Ce morceau est issu de la compilation Trance Europe Express 4, sortie du label Volume. Je l’ai découvert via la chaîne YouTube de Tim Reaper qui, entre 2012 et 2016, postait des tracks qu’il aimait, parfois accompagnés d’une petite description sur son rapport au son en question. Ici, il raconte qu’il avait acheté la compile pour un morceau de DJ Crystl, et qu’il était tombé par surprise sur celui-ci et qu’il préférait d’ailleurs simplement l’écouter plutôt que de tenter de le mixer. Il y a un drôle de dynamisme dans « When You Touch Me », quelque chose d’un peu étouffé, enlevé, en demi-teinte. Lignes de synthé, breaks, basse et voix s’entrecroisent sans avoir l’air de vraiment se toucher, contrairement à ce qu’annonce le titre. On reste donc sur un plateau méditatif sans qu’aucun élément ne vienne prendre définitivement le dessus sur un autre. Une osmose délicate d’où s’élève une voix chuchotée et inarticulée, éminemment sensuelle mais déjà presque sur le point de s’évanouir (je comprends « when you touch me, when you kiss me baby », le reste est abscons). Malgré ses 160 bpm, la sophistication de ses breaks et sa basse pointilliste, toute vitalité est masquée, comme derrière un voile ce qui empêcherait pleinement d’y accéder. Alors, le tout est traversé d’une espèce de langueur, de pesanteur, teintée d’une mélancolie qui fait naître des sensations partiellement intelligibles, entre émoi et léthargie.

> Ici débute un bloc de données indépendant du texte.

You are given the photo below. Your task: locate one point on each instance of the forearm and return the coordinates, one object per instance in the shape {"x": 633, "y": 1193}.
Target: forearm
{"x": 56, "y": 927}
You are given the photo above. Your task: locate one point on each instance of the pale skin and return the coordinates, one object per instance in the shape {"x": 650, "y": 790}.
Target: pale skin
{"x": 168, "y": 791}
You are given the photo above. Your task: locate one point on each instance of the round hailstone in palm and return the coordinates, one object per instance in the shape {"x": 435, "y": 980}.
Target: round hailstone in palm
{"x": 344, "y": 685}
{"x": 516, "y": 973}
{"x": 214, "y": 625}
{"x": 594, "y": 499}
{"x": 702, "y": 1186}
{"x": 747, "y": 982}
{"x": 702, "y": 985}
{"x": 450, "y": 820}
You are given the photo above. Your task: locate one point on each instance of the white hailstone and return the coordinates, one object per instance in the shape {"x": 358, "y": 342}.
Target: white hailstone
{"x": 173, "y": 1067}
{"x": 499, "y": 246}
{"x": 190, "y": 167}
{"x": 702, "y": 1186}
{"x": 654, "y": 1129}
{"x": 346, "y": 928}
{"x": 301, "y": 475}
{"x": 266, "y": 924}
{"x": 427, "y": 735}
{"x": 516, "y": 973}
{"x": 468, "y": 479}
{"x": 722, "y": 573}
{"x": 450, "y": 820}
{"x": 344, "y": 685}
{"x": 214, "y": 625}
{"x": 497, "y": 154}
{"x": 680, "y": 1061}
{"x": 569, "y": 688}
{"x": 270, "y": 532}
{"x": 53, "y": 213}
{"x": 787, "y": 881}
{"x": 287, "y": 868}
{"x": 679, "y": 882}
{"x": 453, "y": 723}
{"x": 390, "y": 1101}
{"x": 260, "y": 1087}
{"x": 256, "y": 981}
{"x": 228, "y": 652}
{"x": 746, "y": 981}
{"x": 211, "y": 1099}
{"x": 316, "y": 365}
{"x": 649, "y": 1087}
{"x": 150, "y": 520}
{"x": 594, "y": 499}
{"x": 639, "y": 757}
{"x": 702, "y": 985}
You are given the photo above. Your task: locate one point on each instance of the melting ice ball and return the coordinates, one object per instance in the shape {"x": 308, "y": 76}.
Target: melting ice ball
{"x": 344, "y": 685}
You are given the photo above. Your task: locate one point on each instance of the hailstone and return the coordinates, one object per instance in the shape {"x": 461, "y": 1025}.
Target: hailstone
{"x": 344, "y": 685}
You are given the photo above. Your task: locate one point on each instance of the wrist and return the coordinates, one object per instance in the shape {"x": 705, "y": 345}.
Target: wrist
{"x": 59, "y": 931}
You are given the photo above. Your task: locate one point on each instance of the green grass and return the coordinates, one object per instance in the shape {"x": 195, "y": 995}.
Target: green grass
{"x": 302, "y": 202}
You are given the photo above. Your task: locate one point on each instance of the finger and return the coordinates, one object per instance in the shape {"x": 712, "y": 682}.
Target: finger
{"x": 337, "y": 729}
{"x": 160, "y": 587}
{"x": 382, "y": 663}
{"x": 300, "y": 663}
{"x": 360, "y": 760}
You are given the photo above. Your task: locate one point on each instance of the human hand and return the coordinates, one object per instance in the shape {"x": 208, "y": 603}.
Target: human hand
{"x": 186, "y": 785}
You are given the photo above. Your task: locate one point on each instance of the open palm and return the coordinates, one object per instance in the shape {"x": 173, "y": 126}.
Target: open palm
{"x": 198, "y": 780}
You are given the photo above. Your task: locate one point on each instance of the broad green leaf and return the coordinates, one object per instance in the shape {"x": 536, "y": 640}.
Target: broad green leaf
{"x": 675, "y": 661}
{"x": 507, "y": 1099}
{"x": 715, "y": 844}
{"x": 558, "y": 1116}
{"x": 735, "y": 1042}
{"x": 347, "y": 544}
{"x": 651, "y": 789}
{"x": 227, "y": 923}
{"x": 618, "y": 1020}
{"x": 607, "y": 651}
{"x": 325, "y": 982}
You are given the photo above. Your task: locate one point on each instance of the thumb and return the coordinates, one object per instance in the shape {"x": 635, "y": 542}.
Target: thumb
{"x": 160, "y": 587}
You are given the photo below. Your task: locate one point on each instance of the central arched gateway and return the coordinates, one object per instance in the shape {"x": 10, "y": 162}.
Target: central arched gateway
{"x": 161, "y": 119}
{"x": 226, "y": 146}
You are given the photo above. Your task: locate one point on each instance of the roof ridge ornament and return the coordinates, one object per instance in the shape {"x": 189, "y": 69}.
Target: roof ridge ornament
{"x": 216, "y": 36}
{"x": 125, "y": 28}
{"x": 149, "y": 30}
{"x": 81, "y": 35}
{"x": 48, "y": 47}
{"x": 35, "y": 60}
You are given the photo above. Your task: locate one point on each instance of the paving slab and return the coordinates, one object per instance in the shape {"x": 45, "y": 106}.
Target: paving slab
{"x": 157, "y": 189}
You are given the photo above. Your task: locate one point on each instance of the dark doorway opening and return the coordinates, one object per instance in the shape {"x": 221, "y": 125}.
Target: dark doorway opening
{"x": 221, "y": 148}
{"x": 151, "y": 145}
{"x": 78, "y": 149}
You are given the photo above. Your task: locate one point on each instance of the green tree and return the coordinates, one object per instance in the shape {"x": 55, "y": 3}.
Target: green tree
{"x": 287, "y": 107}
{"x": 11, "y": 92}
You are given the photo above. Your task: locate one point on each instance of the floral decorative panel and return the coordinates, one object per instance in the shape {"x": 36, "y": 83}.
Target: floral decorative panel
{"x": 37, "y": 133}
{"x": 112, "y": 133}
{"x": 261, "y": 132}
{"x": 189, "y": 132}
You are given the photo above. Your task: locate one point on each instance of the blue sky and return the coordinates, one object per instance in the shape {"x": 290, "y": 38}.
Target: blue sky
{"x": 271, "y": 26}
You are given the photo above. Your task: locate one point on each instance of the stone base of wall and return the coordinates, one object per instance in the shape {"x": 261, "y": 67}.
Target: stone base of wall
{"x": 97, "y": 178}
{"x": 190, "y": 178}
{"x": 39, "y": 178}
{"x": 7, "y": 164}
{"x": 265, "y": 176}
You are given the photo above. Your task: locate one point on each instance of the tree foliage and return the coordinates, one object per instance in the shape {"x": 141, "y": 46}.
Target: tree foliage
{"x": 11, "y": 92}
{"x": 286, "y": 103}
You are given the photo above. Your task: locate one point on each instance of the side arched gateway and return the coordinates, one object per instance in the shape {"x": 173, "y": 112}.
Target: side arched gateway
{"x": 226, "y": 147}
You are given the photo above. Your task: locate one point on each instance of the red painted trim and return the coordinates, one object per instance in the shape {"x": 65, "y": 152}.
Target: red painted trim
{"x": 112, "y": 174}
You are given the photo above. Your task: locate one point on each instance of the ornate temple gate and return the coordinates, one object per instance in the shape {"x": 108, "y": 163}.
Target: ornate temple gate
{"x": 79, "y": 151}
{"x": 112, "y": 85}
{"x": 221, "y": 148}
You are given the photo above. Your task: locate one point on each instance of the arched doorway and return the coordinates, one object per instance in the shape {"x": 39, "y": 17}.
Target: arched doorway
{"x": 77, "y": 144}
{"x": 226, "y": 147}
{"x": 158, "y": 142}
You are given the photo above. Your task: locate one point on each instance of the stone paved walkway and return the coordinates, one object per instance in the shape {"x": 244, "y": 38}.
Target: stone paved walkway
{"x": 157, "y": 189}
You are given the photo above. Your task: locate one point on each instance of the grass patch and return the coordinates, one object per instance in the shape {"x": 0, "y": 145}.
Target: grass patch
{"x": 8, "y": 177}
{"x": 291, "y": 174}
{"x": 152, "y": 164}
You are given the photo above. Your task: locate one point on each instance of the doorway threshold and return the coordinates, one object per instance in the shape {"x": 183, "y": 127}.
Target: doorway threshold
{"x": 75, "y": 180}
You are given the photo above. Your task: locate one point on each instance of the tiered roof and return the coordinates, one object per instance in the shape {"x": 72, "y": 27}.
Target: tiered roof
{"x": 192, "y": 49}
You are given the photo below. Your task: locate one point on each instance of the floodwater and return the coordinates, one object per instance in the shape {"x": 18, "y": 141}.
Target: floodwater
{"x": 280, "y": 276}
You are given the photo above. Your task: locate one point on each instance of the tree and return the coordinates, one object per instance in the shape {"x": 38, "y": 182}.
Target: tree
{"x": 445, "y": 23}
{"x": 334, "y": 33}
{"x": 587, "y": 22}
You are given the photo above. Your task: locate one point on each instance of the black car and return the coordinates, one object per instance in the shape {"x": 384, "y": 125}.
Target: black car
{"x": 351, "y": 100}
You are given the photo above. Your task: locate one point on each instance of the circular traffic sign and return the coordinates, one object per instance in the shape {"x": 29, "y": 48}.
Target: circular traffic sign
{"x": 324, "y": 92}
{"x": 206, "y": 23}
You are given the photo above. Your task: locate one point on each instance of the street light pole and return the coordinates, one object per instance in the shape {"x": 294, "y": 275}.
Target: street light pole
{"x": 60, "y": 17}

FOUL PLAY ft. DENISE GORDON – « Music Is The Key » – Moving Shadow, 1994

J’ai d’abord été mise au contact du remix de ce morceau de Foul Play (groupe dont faisait d’ailleurs partie le susmentionné Steve Gurley) par Omni Trio qui, en comparaison, semble nettement plus tendu et intense (superbe solo d’amen break) mais aussi plus conventionnel. Du reste, la manière dont la voix est travaillée dans la version originale est autrement surréaliste. La plage instrumentale est tout d’abord un écrin de choix pour la voix de Denise Gordon, qui s’y fond pleinement et déclame avec calme ses deux premiers couplets. Puis vient son refrain qui grimpe en intensité, par son chant mais aussi l’apparition d’un break qui se superpose à deux autres jusqu’à un point de rupture de la voix. À la fin de son refrain, quatre mots sont poussés : « forward », « onward », « upward » et « together ». Le « together » qui semble directement puisé des profondeurs de l’âme, côtoie des sommets de hauteur avant de se briser, dégringoler presque off-tune, ou alors c’est qu’il éclaire le morceau d’une façon complètement différente. La voix, après cet exploit d’alpinisme, vocalise en s’accrochant à un think break filtré. Ici, ce qui est véritablement prodigieux c’est comment la voix s’autonomise à ce moment-ci, cesse de déclamer des paroles pour figurer, incarner des mots qui sortent de la piste sonore, jaillissent et percent son allure régulière.